みゆき「筑紫さんのインタビューでも答えたかもしんないけど、オリジナルとバイタリティですか。それは、あなたのダイヤモンドですよ」
ユーミン「そっくりお返ししますよ」
松任谷由実の才能は誰にも真似することができない、と中島みゆきは言う。
さて、ここまで見てきてお分かりだろうが、この2人、世間が思うような対立構造には当てはまらない。
では、この2人の関係とは?
みゆき「「頑張っててよね、私だって頑張ってんだから、あんたもっと頑張っててね」って思ってっからね」
切磋琢磨。
蹴落とす関係ではなく、互いに向上しようとする盟友なのだ。
『空と君のあいだに』の創作秘話
話題は、最高視聴率31.5%を叩き出した大ヒットドラマ「家なき子」(日本テレビ系)へ。

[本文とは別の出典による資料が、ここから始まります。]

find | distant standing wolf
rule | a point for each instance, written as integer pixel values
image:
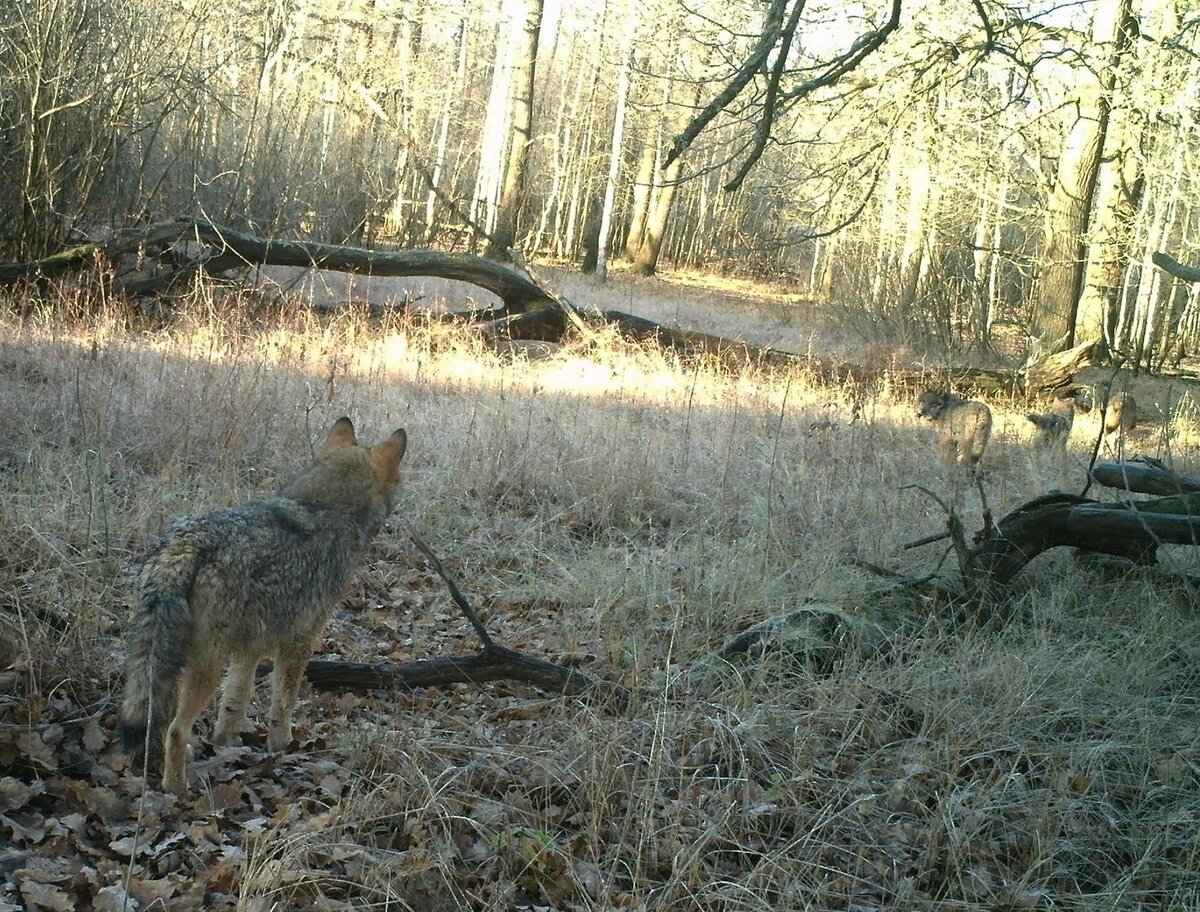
(1120, 418)
(1053, 429)
(963, 426)
(231, 586)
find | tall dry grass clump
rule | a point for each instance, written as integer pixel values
(622, 508)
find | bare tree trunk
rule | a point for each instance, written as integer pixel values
(665, 187)
(643, 184)
(1119, 191)
(610, 191)
(527, 27)
(454, 90)
(1061, 280)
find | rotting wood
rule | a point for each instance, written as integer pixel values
(493, 661)
(1170, 265)
(532, 309)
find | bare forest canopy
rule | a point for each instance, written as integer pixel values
(966, 174)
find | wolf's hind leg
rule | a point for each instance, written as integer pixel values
(289, 665)
(196, 685)
(239, 685)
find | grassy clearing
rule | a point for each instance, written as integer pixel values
(630, 510)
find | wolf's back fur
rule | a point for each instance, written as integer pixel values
(239, 583)
(1053, 429)
(963, 426)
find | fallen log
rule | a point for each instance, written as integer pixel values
(532, 310)
(493, 663)
(1170, 265)
(229, 247)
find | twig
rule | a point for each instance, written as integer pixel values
(927, 540)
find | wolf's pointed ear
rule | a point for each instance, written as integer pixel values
(341, 435)
(387, 455)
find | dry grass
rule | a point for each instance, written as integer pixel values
(616, 502)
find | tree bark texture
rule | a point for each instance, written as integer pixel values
(1069, 207)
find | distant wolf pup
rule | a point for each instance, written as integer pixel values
(964, 427)
(1053, 429)
(231, 586)
(1120, 418)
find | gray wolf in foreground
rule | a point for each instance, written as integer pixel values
(963, 426)
(231, 586)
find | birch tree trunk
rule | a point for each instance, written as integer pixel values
(526, 29)
(666, 183)
(610, 191)
(640, 205)
(1119, 190)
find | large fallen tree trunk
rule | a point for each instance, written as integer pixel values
(1170, 265)
(532, 310)
(225, 249)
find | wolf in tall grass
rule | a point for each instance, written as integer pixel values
(963, 426)
(228, 587)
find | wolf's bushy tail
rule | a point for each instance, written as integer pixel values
(157, 646)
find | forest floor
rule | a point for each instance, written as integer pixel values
(612, 507)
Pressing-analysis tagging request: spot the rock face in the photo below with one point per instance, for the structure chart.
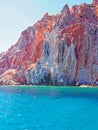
(57, 50)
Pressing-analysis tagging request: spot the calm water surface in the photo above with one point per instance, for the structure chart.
(48, 108)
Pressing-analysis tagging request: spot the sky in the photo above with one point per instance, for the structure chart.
(17, 15)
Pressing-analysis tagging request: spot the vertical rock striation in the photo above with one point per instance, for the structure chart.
(57, 50)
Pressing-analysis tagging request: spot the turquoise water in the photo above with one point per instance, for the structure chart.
(48, 108)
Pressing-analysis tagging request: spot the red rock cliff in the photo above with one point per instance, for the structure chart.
(57, 50)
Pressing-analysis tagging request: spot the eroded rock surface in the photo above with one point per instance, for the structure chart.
(57, 50)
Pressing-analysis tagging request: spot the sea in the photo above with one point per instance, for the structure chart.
(48, 108)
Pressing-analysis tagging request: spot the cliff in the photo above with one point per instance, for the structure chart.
(57, 50)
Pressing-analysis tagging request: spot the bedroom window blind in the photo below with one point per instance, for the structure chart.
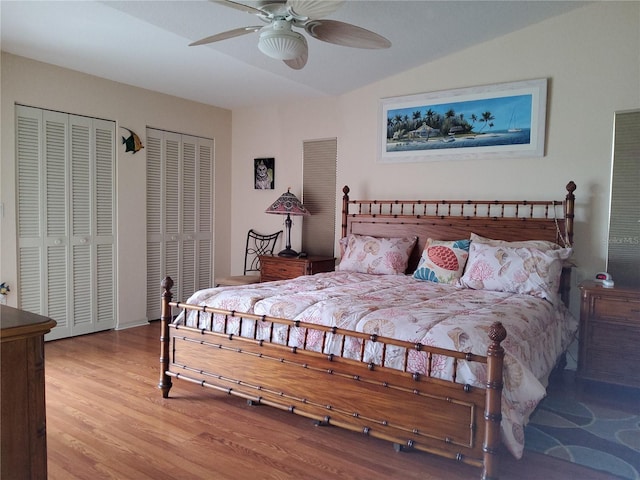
(179, 214)
(623, 259)
(66, 219)
(319, 195)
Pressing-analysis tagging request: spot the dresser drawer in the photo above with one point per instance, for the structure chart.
(609, 335)
(283, 268)
(618, 307)
(279, 270)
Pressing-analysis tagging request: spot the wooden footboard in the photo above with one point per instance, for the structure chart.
(414, 410)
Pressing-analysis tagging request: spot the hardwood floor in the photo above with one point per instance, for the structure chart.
(106, 418)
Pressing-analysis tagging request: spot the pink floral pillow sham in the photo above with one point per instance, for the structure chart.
(442, 261)
(539, 244)
(376, 255)
(515, 269)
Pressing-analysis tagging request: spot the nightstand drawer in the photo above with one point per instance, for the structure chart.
(609, 335)
(604, 307)
(283, 268)
(277, 270)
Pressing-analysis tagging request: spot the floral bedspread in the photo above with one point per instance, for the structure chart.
(402, 307)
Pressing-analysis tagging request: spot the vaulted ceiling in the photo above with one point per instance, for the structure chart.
(145, 43)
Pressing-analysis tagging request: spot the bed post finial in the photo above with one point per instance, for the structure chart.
(345, 209)
(493, 403)
(165, 319)
(569, 207)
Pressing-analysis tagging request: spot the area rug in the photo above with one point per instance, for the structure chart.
(586, 434)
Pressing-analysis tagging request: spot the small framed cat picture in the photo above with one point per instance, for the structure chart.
(264, 171)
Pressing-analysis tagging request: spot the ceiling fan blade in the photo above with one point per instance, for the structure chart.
(224, 35)
(314, 8)
(301, 61)
(239, 6)
(345, 34)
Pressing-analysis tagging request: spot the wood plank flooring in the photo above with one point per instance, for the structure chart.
(106, 419)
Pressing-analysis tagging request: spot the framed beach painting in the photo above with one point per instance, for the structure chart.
(493, 121)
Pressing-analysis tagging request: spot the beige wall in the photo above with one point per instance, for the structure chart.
(591, 57)
(45, 86)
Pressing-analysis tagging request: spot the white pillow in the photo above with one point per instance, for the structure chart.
(517, 270)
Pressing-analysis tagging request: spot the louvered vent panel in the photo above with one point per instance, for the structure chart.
(30, 277)
(82, 284)
(189, 187)
(172, 196)
(171, 256)
(105, 175)
(188, 268)
(623, 260)
(319, 187)
(28, 144)
(205, 190)
(154, 278)
(80, 180)
(204, 264)
(57, 284)
(56, 188)
(154, 185)
(105, 292)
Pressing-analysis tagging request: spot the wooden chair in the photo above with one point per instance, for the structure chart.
(257, 244)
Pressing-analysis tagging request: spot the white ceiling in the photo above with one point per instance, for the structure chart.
(145, 43)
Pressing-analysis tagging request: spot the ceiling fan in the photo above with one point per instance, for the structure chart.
(278, 39)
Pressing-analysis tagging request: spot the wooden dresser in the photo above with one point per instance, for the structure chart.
(23, 443)
(273, 267)
(609, 335)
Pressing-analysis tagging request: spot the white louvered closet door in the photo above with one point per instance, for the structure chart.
(179, 210)
(66, 219)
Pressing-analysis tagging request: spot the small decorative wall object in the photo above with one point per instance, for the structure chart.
(264, 171)
(4, 290)
(493, 121)
(132, 143)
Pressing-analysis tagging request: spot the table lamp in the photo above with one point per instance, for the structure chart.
(288, 204)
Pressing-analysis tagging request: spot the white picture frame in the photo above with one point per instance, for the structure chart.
(493, 121)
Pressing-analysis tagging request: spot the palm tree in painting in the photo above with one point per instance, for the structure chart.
(429, 116)
(417, 117)
(486, 118)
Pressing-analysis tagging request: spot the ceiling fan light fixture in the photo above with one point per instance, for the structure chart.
(281, 44)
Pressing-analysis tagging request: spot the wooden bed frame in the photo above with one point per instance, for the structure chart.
(411, 410)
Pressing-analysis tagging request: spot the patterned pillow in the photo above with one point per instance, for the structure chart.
(442, 261)
(383, 256)
(517, 270)
(539, 244)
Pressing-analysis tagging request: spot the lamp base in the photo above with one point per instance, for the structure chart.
(288, 252)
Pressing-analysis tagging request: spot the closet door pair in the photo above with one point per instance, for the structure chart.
(65, 170)
(179, 214)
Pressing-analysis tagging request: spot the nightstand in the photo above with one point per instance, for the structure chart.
(609, 334)
(282, 268)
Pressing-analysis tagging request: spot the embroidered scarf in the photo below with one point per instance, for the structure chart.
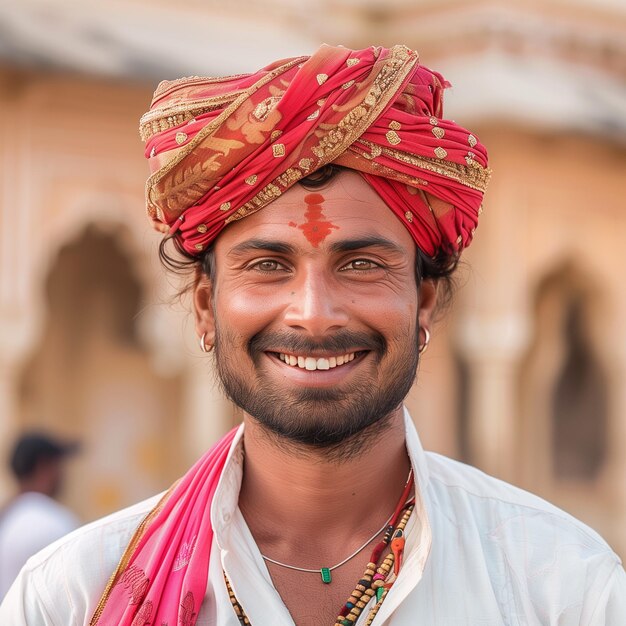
(162, 576)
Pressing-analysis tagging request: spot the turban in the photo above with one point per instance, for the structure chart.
(222, 148)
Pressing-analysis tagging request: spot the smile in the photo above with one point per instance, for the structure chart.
(312, 363)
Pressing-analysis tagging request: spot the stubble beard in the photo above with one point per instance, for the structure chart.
(320, 418)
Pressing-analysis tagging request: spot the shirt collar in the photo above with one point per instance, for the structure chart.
(225, 501)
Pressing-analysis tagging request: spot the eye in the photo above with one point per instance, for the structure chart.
(267, 266)
(360, 265)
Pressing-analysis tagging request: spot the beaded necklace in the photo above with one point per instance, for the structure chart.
(377, 579)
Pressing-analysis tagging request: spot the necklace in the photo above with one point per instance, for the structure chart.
(377, 579)
(325, 572)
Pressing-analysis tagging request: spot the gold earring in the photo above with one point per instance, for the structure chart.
(203, 345)
(424, 346)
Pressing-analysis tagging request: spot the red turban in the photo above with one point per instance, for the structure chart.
(222, 148)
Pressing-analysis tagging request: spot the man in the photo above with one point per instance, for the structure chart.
(33, 518)
(323, 203)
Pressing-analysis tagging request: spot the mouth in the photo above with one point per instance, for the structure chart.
(313, 363)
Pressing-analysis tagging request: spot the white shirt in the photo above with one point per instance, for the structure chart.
(28, 524)
(479, 552)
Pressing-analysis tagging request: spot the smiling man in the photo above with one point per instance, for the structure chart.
(323, 203)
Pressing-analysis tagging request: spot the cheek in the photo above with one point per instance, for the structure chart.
(245, 312)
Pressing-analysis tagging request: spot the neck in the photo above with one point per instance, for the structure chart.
(293, 493)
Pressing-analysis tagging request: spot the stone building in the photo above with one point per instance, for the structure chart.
(525, 376)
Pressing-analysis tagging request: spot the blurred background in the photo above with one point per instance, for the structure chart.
(526, 374)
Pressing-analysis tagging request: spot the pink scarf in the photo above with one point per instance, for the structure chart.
(162, 576)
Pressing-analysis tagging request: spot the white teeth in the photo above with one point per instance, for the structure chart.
(311, 363)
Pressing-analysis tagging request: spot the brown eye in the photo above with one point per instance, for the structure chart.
(268, 265)
(360, 265)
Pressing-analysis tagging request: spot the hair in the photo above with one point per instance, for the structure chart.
(439, 268)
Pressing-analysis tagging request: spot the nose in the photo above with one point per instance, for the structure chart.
(316, 304)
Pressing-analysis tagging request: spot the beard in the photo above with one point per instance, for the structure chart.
(320, 418)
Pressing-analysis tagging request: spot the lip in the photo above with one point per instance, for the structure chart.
(317, 378)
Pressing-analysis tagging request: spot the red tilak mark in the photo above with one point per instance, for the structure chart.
(315, 229)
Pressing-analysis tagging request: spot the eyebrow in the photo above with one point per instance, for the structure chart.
(345, 245)
(279, 247)
(348, 245)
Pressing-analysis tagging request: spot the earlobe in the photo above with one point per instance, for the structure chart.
(427, 295)
(203, 308)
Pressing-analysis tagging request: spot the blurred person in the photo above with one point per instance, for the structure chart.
(322, 203)
(33, 518)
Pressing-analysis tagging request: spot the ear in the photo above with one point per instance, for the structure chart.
(203, 307)
(427, 302)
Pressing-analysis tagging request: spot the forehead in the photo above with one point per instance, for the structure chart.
(346, 207)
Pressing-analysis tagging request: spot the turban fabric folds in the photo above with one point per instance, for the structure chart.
(222, 148)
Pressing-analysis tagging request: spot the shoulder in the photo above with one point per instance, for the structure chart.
(499, 507)
(38, 507)
(517, 539)
(109, 535)
(65, 580)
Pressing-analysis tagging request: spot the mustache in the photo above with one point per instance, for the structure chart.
(341, 341)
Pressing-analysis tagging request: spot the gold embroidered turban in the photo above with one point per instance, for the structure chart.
(222, 148)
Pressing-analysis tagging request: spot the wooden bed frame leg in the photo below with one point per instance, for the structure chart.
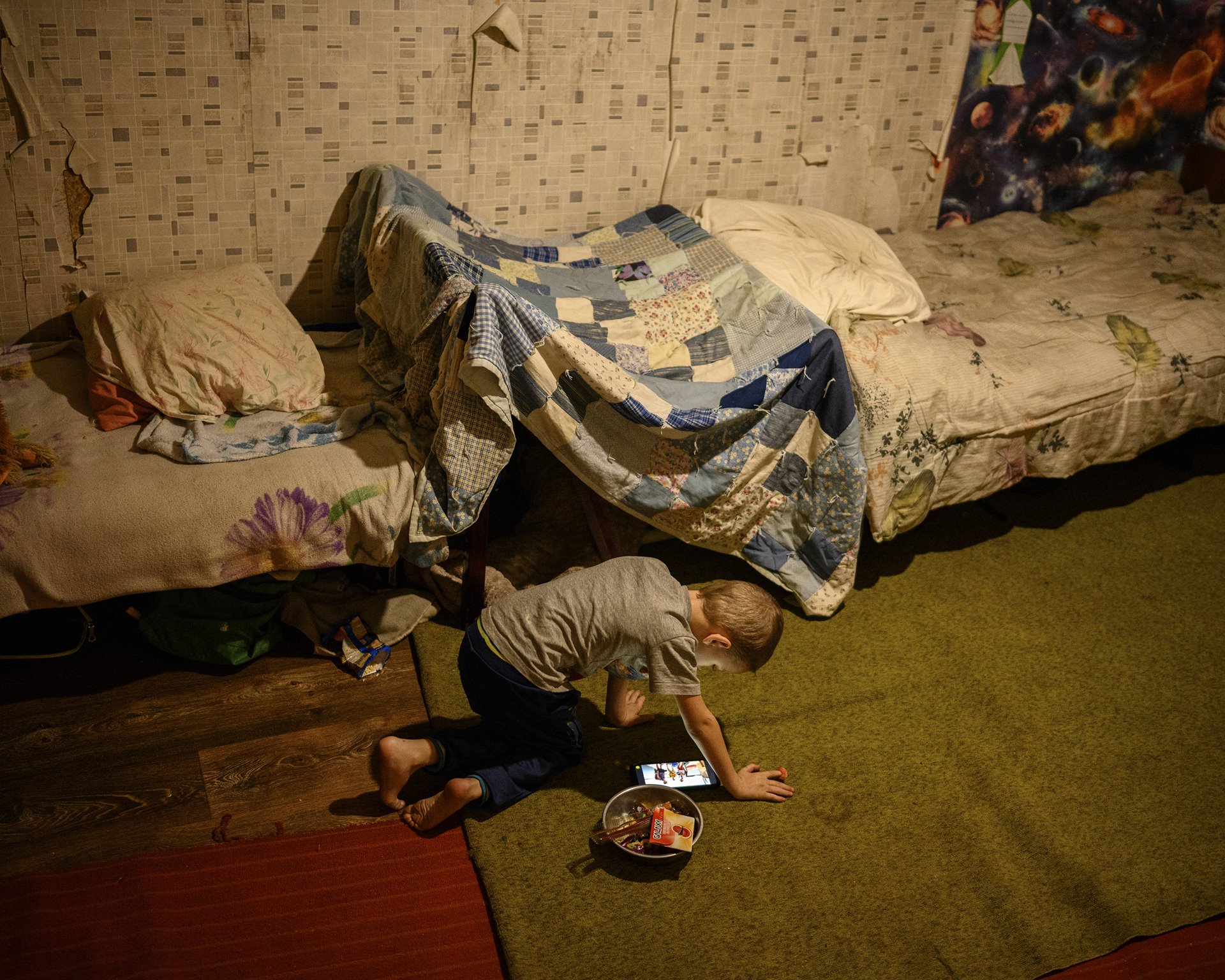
(473, 597)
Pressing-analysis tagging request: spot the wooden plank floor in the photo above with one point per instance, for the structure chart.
(121, 749)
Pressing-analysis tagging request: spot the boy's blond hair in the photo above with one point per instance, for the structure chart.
(749, 615)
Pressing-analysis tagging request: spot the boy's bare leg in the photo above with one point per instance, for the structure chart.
(433, 810)
(398, 759)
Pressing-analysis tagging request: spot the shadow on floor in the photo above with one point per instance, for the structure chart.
(1041, 503)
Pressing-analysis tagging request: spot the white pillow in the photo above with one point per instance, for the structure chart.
(825, 261)
(199, 345)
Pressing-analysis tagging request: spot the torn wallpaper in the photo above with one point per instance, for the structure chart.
(1105, 89)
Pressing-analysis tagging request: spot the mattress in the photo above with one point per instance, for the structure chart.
(1057, 341)
(105, 520)
(674, 380)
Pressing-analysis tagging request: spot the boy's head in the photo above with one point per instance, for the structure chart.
(744, 616)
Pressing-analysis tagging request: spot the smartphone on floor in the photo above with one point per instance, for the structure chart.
(692, 775)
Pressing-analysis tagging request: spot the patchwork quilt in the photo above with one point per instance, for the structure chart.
(671, 376)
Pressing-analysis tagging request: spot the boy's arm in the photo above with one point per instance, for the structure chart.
(750, 783)
(623, 704)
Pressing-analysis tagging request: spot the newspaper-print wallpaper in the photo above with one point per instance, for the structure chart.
(150, 137)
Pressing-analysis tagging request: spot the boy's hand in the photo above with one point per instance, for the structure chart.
(627, 711)
(755, 784)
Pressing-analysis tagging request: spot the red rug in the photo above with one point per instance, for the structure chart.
(1191, 953)
(363, 902)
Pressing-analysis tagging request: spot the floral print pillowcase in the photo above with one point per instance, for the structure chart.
(200, 345)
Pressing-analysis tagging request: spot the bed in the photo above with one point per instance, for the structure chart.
(672, 378)
(101, 519)
(1054, 342)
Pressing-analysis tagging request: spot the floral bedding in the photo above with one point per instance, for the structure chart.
(98, 519)
(1057, 341)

このドラマの主題歌『空と君のあいだに』を歌っているのが中島みゆきだ。
ユーミン「この曲、どういうところを作る基準にした?」
ドラマ主題歌の依頼が来た時、中島みゆきは、新作のアルバム『LOVE OR NOTHING』を企画しているところだった。
少し困りつつも、ドラマの内容を訊いてみると、「犬が出ます」という中島みゆきが釣られそうな答えが返ってきた。
「家なき子」は、安達祐実扮する家なき子のすずが、リュウという相棒の犬と、居を転々とする物語。
みゆき「私、犬モノ弱いのよ。犬が出るって言ったらコマーシャル出るし、犬が出るって言ったら映画もやるし、犬が出るっていうんでテレビも受けちゃったのね」
中島みゆきは、郵便局の年賀状CMでは犬と共演し、犬が出演する映画「奇跡の山 さよなら、名犬平治」では、主題歌『誕生』を書き下ろしている。
みゆき「「家なき子」の台本もらったときに、拠り所がどっかにないもんだろうかって、このドツボのどん底以外に。で、「誰が出るんですか?」って訊いたら、「出演者2人しか決まってません」って。主役の方は「具」のお嬢さんだったの。当時、あの子のイメージとしては「具」だったのね」
当時、主演の安達祐実は、世間では「具の大きいカレー」のCMに出ている子役というイメージが強かった。
それを聞いた中島みゆきは、ますます拠り所のあてを失ってしまったのだ。
みゆき「「「具」ですか。カレーの歌ってわけにはいきませんし。で、もう一方は?」って訊いたら、「犬です」って(苦笑)。「具」じゃ書けないだろって、それで犬の方で書いたの」
ということで、ラストの曲は、アルバム『LOVE OR NOTHING』から『空と君のあいだに』アルバムバージョン。